Ontario-to-Michigan
shipments of residential trash to end by 2010
Sept. 1 --
Cities in Ontario will stop sending their residential solid waste to
Michigan landfills before the end of the decade under an agreement
announced Aug. 31 between the provincial government and Michigan´s two
U.S. senators.
In addition, cross-border residential waste shipments will decrease
by 20 percent by 2007 and drop another 20 percent by the end of 2008.
The agreement, which came as a surprise to many people, could bring
an end to a long-running feud between Michigan politicians and many
residents and their neighbors to the north. Residents complained about
hundreds of trash trucks crossing the border every day.
In return for an agreement from Laurel Broten, Ontario´s Minister of
the Environment, to eliminate the waste shipments, Sens. Debbie Stabenow
and Carl Levin, both Michigan Democrats, agreed to drop their attempts
to add amendments to this year´s Homeland Security appropriations bill
that within months could have halted all Canadian waste from entering
Michigan, or made it prohibitively expensive.
Reaching the agreement gives Toronto, York, Peel, Durham and other
Ontario municipalities more time to find alternatives to disposing of
their residential waste.

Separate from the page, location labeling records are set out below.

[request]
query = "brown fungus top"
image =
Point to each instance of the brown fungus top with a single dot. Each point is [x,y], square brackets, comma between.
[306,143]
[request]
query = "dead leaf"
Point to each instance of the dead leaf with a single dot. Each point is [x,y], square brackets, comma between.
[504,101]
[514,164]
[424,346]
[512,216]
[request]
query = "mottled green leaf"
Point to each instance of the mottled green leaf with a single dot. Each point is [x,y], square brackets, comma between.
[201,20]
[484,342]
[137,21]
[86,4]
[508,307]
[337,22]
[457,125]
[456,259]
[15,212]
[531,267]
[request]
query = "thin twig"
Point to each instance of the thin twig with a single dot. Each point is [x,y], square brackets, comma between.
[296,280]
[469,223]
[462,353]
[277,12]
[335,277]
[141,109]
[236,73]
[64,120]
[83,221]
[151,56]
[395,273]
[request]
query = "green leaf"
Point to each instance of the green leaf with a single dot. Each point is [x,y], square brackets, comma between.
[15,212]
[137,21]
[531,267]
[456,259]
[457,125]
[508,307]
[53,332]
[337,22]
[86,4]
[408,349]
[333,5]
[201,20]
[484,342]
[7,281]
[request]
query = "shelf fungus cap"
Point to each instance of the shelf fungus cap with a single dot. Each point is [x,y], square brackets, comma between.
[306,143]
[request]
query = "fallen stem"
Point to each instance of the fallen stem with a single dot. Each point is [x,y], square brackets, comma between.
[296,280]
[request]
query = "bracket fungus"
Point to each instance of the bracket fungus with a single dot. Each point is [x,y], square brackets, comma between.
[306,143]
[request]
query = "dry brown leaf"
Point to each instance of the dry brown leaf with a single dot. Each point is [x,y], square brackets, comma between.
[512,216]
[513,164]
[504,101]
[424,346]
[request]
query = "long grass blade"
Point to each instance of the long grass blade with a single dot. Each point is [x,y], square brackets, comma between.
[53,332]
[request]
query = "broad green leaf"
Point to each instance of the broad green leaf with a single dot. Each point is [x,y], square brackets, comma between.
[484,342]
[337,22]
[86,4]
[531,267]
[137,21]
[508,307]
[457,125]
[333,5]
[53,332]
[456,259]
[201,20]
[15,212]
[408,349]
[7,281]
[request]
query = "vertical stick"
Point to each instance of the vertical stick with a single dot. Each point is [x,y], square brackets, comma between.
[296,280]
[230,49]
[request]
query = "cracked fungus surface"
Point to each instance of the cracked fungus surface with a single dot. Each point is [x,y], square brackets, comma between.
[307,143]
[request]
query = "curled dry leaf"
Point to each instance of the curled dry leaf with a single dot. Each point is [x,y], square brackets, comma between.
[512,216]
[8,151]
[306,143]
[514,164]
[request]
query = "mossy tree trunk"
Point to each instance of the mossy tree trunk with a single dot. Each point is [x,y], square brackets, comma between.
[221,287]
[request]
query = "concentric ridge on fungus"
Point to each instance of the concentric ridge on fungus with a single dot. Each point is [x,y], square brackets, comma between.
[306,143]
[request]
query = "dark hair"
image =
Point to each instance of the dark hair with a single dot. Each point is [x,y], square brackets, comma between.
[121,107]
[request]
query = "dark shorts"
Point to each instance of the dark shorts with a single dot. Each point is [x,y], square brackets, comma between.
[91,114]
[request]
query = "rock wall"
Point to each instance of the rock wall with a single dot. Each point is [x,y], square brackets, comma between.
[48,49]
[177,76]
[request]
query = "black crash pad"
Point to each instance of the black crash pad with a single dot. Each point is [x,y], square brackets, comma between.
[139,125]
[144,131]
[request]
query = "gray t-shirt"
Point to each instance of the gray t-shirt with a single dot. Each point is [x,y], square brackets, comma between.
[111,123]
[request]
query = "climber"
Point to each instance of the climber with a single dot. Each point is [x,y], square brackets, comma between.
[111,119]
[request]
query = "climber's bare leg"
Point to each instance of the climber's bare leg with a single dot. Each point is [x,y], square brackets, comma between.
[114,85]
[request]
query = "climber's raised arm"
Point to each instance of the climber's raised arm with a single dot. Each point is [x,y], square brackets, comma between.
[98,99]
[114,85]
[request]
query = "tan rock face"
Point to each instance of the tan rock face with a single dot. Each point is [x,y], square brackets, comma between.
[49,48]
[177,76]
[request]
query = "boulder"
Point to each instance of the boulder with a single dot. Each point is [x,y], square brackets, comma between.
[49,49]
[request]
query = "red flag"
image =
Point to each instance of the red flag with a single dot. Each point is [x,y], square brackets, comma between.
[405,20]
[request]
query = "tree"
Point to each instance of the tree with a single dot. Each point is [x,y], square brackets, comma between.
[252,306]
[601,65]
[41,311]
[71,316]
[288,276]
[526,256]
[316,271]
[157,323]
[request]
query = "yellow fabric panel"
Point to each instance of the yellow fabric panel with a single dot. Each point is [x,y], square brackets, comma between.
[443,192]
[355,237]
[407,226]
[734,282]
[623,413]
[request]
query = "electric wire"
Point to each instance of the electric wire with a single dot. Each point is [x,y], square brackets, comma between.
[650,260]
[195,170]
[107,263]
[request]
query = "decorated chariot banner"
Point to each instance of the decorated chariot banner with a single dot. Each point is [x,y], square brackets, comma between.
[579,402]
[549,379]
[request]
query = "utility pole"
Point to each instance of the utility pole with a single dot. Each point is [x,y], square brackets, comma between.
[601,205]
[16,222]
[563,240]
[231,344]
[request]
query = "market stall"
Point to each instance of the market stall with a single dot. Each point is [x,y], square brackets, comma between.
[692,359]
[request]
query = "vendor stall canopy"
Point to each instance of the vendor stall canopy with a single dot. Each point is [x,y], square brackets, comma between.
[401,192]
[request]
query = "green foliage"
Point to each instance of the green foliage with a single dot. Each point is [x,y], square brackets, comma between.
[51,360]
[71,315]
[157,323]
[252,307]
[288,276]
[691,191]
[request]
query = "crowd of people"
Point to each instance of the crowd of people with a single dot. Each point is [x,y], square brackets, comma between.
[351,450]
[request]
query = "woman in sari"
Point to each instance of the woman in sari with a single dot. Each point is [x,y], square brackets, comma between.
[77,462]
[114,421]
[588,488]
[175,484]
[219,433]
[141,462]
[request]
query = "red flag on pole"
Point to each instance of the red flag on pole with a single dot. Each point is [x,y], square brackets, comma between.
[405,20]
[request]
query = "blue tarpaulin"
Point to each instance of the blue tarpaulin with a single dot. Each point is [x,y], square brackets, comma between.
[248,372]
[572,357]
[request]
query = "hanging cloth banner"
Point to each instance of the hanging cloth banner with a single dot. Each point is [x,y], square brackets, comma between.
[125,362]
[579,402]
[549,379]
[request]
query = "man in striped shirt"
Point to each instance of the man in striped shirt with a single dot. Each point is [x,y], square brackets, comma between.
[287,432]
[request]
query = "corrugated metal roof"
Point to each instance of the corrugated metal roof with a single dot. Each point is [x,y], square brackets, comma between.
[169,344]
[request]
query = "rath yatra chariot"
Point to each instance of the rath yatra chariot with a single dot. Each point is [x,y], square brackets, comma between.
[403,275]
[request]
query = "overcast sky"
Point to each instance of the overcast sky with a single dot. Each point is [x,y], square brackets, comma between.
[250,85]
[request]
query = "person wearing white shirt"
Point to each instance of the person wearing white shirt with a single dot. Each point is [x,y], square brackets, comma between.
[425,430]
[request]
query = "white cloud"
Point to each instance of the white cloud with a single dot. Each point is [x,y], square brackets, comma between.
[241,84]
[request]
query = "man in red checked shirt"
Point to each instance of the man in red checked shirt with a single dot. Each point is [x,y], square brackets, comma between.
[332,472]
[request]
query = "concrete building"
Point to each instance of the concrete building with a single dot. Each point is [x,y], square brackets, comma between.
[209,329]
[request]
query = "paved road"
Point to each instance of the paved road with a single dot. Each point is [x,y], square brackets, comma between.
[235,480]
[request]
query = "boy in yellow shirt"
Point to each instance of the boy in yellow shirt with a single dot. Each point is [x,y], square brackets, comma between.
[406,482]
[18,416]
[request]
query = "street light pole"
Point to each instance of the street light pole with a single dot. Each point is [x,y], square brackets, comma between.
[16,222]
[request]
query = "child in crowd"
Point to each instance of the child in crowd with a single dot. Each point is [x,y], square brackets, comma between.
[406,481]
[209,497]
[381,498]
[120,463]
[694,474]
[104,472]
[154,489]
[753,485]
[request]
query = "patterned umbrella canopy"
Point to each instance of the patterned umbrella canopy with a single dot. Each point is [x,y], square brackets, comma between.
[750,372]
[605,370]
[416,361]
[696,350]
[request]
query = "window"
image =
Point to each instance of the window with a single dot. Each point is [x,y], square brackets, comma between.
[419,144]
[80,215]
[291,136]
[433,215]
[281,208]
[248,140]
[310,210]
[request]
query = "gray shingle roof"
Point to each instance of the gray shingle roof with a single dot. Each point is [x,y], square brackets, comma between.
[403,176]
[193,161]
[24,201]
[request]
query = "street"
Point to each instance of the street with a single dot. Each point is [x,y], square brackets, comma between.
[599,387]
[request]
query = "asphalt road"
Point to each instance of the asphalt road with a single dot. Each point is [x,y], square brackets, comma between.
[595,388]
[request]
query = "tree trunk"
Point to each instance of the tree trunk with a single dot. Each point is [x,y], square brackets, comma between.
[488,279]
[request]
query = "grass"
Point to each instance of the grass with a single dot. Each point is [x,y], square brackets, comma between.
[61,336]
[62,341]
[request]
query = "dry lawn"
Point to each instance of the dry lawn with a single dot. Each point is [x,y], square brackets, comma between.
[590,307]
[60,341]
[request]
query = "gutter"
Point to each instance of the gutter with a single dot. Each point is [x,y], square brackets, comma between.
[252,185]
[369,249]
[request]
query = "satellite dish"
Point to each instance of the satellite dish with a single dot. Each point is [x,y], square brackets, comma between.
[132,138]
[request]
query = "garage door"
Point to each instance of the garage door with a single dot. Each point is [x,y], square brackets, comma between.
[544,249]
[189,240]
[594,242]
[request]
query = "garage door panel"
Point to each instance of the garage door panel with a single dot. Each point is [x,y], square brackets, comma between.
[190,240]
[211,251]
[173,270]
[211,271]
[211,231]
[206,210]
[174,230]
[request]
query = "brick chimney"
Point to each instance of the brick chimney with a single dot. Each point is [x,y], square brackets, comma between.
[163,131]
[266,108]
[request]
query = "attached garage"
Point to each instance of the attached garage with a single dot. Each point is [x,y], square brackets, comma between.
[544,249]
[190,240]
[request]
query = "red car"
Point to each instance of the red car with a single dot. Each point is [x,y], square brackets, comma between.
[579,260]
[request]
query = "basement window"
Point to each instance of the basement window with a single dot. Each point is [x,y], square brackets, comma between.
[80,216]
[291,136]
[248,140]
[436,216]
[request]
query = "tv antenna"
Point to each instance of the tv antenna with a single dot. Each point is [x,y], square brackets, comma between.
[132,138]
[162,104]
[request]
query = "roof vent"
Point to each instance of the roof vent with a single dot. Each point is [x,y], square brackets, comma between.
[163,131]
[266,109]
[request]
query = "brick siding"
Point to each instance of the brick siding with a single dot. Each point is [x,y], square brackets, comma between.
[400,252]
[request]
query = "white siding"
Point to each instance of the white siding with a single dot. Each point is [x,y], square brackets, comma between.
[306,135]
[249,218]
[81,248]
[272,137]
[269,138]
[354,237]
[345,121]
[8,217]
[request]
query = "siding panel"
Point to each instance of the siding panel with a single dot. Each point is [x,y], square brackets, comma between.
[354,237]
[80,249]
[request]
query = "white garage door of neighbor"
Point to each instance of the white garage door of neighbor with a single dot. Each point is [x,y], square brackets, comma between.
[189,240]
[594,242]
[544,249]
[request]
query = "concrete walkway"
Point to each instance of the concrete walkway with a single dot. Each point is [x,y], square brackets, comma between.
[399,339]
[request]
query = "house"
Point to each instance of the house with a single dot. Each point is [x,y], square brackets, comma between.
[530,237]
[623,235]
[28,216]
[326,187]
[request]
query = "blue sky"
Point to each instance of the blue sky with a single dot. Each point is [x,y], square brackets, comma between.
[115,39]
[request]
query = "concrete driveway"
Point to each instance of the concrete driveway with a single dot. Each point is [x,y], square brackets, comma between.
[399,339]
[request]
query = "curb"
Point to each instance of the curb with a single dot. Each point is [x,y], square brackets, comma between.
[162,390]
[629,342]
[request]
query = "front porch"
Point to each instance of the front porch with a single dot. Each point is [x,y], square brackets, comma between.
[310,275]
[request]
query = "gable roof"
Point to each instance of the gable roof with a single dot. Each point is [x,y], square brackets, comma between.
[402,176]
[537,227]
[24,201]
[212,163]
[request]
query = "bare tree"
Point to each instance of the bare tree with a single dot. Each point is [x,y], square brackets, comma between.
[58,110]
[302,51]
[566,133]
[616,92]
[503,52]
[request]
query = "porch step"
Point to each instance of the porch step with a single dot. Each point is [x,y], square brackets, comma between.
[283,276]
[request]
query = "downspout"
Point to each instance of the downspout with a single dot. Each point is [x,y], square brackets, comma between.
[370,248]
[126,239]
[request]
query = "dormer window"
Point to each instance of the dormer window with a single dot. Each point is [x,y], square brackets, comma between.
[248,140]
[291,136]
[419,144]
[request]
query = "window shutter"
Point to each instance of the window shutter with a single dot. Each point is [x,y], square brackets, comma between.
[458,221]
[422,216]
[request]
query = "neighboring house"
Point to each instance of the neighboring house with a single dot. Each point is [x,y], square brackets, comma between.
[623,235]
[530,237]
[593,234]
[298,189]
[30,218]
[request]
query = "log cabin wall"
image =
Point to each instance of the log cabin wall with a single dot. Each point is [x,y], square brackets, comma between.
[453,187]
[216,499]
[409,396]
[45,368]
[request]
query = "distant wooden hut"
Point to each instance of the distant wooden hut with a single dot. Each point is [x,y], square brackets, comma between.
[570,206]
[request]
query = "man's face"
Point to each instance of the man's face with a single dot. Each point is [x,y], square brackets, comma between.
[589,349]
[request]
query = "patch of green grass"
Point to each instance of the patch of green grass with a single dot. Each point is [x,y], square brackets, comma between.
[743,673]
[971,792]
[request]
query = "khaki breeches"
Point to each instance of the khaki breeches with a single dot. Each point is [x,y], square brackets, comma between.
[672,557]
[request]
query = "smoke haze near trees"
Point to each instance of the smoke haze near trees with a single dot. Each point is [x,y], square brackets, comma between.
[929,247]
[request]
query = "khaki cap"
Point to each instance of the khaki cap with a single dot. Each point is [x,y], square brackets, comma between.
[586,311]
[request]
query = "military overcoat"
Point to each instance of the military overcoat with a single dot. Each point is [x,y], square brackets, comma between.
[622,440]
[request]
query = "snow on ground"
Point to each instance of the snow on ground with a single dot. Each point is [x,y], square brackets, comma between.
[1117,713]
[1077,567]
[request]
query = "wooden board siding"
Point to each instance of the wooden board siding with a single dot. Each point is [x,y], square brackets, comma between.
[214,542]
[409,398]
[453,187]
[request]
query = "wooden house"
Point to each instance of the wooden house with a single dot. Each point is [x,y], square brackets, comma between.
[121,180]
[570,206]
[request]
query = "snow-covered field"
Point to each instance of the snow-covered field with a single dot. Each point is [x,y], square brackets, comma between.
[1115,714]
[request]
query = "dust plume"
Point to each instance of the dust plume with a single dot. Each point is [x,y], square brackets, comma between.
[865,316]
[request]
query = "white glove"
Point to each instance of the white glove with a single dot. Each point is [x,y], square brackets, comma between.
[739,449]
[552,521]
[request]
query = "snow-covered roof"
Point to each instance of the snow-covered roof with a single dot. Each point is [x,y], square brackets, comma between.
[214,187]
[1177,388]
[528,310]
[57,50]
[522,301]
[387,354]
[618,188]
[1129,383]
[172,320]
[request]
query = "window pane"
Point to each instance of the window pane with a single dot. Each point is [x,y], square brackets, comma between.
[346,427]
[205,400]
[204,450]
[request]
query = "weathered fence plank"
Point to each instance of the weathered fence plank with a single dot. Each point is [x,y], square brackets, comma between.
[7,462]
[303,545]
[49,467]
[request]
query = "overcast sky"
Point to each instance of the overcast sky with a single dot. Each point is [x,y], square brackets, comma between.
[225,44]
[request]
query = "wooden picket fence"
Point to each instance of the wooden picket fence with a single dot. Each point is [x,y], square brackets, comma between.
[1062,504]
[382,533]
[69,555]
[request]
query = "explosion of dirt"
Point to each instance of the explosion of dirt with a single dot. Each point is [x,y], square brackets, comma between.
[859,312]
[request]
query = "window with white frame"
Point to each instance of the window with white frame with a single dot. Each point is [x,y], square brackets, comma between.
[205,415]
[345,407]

The province is promising to work with the
cities on finding solutions, including boosting recycling, encouraging
development of new waste technologies, and building additional landfill
disposal capacity.
The agreement would not prohibit industrial, commercial and
institutional waste from entering Michigan. Ontario estimates that about
2.5 million tons of industrial, commercial and institutional and
construction and demolition waste entered Michigan in 2004.
However, the agreement would stop more than 2.78 million metric tons
of household Canadian trash from crossing the border over the next four
years, according to Stabenow and Levin.